Être bien à son poste, se sentir à la fois sûr de soi et légitime se construit un peu chaque jour par une attitude professionnelle et en conservant les justificatifs qui permettront, le cas échéant, de disposer des arguments pour mettre le dialogue au centre de la demande.

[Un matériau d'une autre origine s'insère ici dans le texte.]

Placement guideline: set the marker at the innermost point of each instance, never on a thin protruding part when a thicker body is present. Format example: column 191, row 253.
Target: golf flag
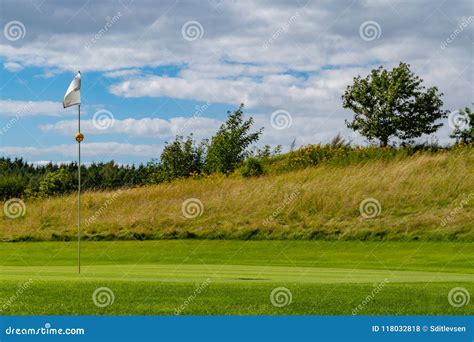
column 73, row 93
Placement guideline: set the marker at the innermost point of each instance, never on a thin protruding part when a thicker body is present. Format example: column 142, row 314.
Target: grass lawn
column 235, row 277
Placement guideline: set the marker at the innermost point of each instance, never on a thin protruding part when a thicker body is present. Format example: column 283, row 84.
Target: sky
column 155, row 69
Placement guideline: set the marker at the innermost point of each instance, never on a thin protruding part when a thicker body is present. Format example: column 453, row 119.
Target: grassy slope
column 415, row 193
column 156, row 277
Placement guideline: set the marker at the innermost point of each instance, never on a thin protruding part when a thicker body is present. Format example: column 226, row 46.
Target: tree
column 228, row 148
column 181, row 158
column 464, row 131
column 393, row 104
column 53, row 183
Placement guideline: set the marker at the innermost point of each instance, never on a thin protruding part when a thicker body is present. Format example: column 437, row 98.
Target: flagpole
column 79, row 193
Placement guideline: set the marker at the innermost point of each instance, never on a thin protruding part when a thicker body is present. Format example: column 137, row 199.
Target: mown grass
column 158, row 277
column 416, row 194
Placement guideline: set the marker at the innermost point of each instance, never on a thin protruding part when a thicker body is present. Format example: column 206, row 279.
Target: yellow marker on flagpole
column 73, row 97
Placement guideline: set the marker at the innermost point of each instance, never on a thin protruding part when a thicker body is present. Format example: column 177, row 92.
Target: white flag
column 73, row 93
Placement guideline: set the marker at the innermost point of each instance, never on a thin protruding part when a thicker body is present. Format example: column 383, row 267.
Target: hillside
column 425, row 197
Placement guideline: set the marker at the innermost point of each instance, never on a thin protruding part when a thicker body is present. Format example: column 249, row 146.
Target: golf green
column 237, row 277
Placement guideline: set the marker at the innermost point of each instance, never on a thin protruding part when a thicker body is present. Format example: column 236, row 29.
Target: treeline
column 226, row 151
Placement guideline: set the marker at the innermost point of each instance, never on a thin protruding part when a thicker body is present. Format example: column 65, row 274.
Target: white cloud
column 264, row 58
column 33, row 108
column 145, row 127
column 109, row 149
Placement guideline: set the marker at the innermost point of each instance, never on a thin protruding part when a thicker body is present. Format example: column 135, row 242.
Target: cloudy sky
column 151, row 70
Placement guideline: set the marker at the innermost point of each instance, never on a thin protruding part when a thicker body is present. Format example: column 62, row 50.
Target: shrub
column 11, row 186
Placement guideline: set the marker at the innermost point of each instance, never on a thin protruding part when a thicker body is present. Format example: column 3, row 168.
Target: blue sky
column 176, row 67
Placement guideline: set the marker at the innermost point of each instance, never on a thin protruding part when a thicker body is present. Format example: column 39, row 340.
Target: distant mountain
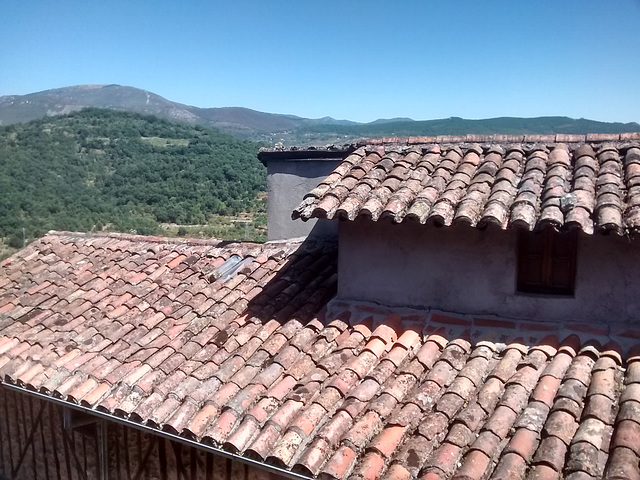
column 242, row 122
column 279, row 128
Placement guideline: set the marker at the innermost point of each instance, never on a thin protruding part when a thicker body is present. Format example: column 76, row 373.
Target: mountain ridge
column 275, row 128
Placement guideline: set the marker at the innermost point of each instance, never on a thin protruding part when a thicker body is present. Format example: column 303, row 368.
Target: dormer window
column 547, row 262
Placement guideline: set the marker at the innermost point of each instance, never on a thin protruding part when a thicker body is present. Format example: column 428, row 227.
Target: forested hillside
column 103, row 169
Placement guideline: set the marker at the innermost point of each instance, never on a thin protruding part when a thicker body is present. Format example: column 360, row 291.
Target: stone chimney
column 291, row 174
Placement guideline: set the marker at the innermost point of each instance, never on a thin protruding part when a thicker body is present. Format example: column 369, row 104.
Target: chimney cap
column 330, row 152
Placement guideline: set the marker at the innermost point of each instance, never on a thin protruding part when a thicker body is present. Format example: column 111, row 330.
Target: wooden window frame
column 553, row 255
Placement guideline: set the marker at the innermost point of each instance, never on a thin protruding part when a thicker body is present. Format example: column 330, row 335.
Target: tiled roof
column 589, row 182
column 256, row 364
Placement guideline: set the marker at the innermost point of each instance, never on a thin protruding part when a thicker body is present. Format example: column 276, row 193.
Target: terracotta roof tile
column 344, row 391
column 572, row 181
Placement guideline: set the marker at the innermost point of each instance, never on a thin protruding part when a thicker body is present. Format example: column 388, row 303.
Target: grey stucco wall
column 462, row 269
column 288, row 181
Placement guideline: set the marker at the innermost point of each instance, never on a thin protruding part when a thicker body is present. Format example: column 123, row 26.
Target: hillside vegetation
column 272, row 128
column 103, row 169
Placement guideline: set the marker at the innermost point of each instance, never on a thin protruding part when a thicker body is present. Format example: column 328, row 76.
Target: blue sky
column 359, row 60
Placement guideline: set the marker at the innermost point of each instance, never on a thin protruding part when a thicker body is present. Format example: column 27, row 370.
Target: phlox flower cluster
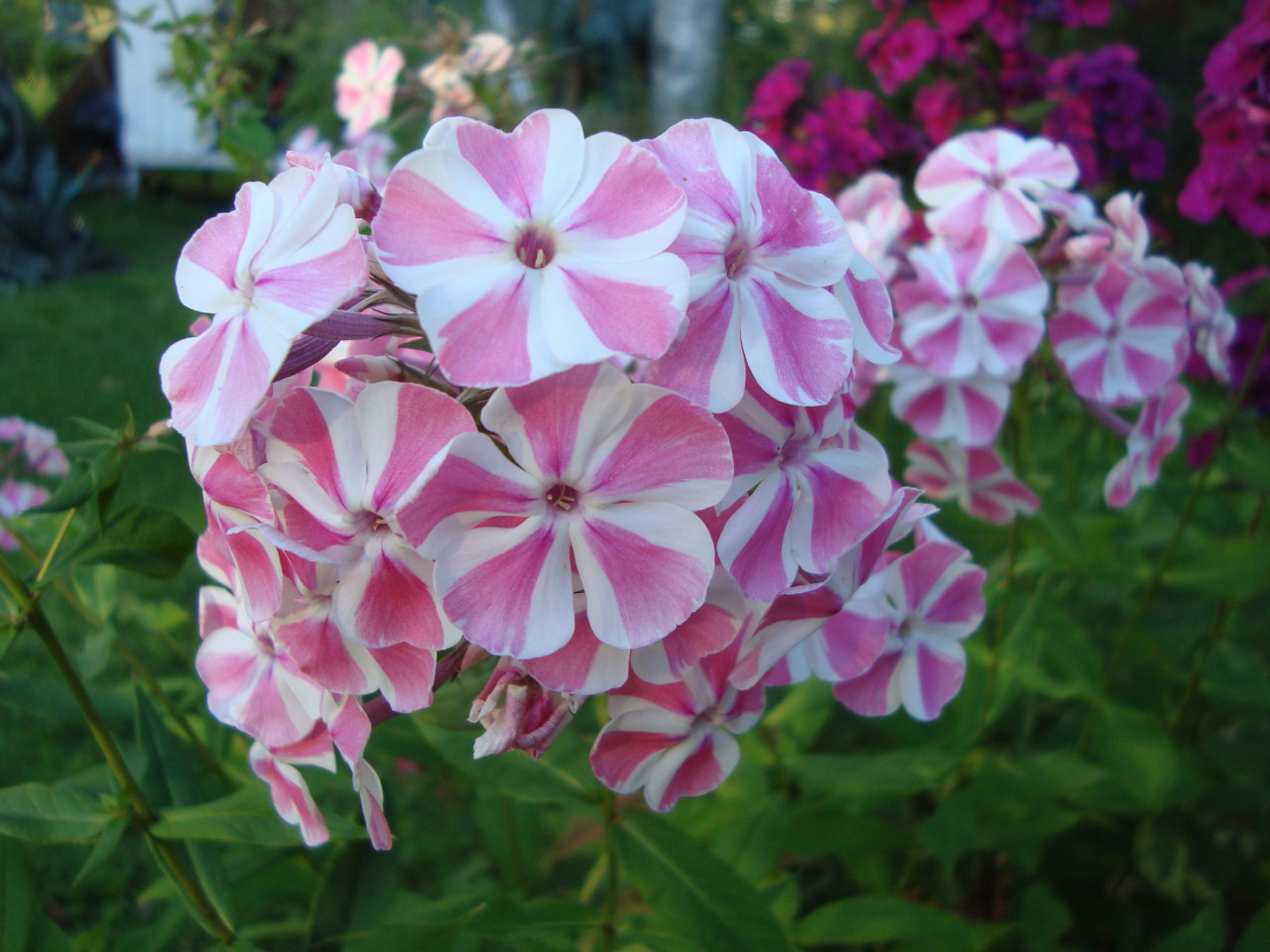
column 27, row 451
column 463, row 79
column 580, row 404
column 1014, row 255
column 957, row 61
column 1233, row 121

La terre ne va pas s’écrouler

Que peut-il arriver si vous demandez et que votre titulaire refuse ? Est-ce la fin du monde ? Ressaisissez-vous, il y a de fortes chances que ce soit un oubli, et qu’il vous en soit reconnaissant s’il est honnête.

Évaluer ses ressources

Rester avec l’idée d’une situation injuste peut être délétère. Cet état risque de conduire à un sentiment de frustration sur le plan personnel avec perte accrue de confiance, et professionnel avec le sentiment de ne pas être reconnu, la démotivation, un décalage par rapport aux autres salariés… Donc, il faut oser !

S’affirmer

Il n’y a pas de recette miracle, mais une mise en confiance bien construite.

→ Quels sont mes atouts ? Un dû est avant tout légitime, du style « Moi aussi je le vaux bien ! » Oser demander est une démarche personnelle qui ne doit pas dépendre du jugement des autres.

→ Ai-je déjà vécu cette situation ? Si vos précédentes demandes ont toujours été bien accueillies, vous avez donc une manière de présenter les choses qui semble être bien acceptée.

Bien se préparer

→ Détendez-vous ! Inutile de vous creuser les méninges en vue de construire un argumentaire impeccable. Un dû est légal et reste peu discutable.

→ Vérifier la légitimité de votre demande est indispensable, afin de ne pas créer un conflit à partir de la méconnaissance de votre propre situation professionnelle. Relisez votre contrat de travail, le règlement intérieur de l’entreprise…

→ Votre requête peut aussi s’inscrire dans une démarche collective, si un oubli de prime ou d’heures de récupération a également concerné plusieurs de vos collègues. La démarche, dans ce cas, revêt alors un aspect collectif qui peut faciliter votre demande.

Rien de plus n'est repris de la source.